On 04/12/12 07:37, Filipus Klutiero wrote:
in February, Stefano Zacchiroli added a document titled "Debian
Position on Software Patents" to our website: http://www.debian.org/legal/patent
This document includes both a position and a policy regarding
software patents. It states:
Debian will not knowingly distribute software encumbered
by patents; Debian contributors should not package or
distribute software they know to infringe a patent.
Debian will not accept a patent license that is
inconsistent with the Debian
Social Contract or Debian
Free Software Guidelines.
Unless communications related to patents are subject to
attorney-client privilege, community members may be forced
to produce them in a lawsuit. Also, patent concerns
expressed publicly may turn out to be unfounded but create
a good deal of fear, uncertainty, and doubt in the
meantime. Therefore, please refrain from posting patent
concerns publicly or discussing patents outside of
communication with legal counsel, where they are subject
to attorney-client privilege.
Patent risks affect the entire community. If you are
concerned about a specific patent, please do not keep it
to yourself — notify legal counsel.
All communication related to specific patent risk should
be directed to firstname.lastname@example.org,
which is maintained under the rules of attorney-client
privilege. The risk will be evaluated and any necessary
response will be made directly to affected parties.
As far as I know, this document was not publically discussed
before being published (see http://anonscm.debian.org/viewvc/webwml/webwml/english/legal/patent.wml?view=log
I see this as amounting to:
- A message to both users and contributors that patent
infringement in Debian is unwanted.
- A message to both users and contributors that Debian will
only accept to ship software covered by patents if the patents
concerned were licensed free of restrictions (DFSG-like
- A request to share specific patent concerns.
- An indication that a private contact point for sharing
specific patent concerns exists.
- A request/demand that people concerned with specific patent
issues do not share their concerns, except with the contact
point mentioned in 3.
1. is fairly obvious. 2. is welcome, although I suppose this is
just officializing a stance we were already taking. 3. can be
considered a specific case of our pretty obvious desire to have
our bugs reported. 4. is excellent news. 5. is, however,
anti-transparency, and IMO against our ethics. Such a position
statement cannot be made prior to discussion.
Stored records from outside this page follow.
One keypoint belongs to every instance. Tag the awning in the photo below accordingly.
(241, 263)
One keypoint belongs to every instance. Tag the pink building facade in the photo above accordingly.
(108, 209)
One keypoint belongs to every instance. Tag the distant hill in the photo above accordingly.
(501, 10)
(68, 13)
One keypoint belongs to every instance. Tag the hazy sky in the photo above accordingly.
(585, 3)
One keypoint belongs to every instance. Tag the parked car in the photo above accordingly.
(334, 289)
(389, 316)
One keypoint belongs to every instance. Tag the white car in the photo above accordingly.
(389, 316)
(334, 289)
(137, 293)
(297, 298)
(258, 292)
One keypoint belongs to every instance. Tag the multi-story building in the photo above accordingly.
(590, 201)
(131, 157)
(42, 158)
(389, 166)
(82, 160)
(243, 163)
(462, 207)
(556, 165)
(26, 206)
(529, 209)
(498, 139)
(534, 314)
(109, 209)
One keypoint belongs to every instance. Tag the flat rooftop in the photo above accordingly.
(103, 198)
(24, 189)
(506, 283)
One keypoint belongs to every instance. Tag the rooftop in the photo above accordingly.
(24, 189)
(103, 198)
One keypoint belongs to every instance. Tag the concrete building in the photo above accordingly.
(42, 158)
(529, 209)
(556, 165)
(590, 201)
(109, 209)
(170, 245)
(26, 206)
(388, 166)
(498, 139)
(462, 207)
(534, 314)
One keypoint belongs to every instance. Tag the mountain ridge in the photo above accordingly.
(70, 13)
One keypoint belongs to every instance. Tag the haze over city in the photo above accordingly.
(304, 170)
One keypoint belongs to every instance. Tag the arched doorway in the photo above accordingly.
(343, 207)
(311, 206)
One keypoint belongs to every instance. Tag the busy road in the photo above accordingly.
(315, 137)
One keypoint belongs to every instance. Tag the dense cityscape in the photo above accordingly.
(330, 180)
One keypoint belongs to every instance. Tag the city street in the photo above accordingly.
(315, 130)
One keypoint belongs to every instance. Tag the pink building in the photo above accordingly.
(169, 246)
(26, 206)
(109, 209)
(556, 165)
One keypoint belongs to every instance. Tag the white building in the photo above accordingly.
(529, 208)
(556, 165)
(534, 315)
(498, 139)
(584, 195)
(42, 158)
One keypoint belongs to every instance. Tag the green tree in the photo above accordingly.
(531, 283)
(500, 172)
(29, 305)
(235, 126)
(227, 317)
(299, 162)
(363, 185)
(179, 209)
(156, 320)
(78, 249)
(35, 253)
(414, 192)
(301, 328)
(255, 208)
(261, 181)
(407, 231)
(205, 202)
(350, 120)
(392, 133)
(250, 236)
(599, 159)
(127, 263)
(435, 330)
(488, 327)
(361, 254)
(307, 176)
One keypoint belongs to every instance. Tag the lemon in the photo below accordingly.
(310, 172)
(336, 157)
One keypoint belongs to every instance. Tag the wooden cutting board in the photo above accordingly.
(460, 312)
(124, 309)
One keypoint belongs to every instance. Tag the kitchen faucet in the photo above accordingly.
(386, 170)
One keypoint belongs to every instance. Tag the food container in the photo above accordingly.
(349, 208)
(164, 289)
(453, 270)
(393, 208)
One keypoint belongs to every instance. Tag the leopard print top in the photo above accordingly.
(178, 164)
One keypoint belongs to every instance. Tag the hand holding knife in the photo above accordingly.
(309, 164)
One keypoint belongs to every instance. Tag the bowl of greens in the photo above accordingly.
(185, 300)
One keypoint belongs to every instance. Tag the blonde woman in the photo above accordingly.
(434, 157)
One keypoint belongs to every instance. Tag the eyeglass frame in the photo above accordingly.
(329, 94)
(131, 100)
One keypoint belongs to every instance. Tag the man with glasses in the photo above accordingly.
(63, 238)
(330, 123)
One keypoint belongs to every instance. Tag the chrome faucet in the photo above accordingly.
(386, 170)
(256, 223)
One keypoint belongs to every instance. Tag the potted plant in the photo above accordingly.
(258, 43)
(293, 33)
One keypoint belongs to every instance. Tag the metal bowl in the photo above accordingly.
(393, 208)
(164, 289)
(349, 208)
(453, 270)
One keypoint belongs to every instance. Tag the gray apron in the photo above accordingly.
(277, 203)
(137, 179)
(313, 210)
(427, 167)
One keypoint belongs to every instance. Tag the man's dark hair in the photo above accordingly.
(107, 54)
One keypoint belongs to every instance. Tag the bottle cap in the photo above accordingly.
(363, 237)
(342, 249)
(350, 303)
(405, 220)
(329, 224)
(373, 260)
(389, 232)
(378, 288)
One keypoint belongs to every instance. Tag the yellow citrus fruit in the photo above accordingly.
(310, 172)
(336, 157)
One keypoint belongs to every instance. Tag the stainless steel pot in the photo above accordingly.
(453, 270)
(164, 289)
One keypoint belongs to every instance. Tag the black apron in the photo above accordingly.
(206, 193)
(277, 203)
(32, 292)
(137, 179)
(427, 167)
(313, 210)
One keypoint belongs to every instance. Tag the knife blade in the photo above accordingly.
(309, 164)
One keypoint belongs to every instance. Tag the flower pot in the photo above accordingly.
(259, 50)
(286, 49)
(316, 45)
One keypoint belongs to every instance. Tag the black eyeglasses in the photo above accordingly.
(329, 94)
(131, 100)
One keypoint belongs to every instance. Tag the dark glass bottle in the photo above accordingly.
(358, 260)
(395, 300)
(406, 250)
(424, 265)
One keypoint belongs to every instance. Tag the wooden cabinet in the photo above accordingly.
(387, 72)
Since it looks
like this wasn't discussed yet, I am hereby lauching a public
discussion on 5. This is not a poll, but I'd like to see the
opinions of others on it. and whether it is unanimous or not.
Leaving the validity of 5. aside, I find that this document is
very confusing. It's not just a policy, and it's talking to
several groups. I suggest:
- To separe 1. , 3. and 4. from the rest. These could be
grouped in a document on intellectual property explaining that
Debian takes into account both copyright and patents and
offering contact points for reporting/discussing specific IP
- To consider merging 2. with the social contract: http://www.debian.org/social_contract
The free software guidelines could be modified to specify that
our freedom requirements apply not only to copyright licenses,
but also to patent licenses.
A modification of a Foundation Document requires a 3:1
majority, but I don't think this would be hard to reach.
Thanks to MJ Ray for his reply when I asked about this document's
I'm very much unhappy with the policies put down here, looking at
the amount of patents Microsoft is holding, it making developing any
software a challenge; that results in the Debian repos being
As a result I suggest, restricting the download and hosting of such
software in the US.. since software patents practically only apply
to the US, and until such laws are removed (which's basically a
restriction of what you write in a text editor), the people of the
US should be faced with such inconvenience.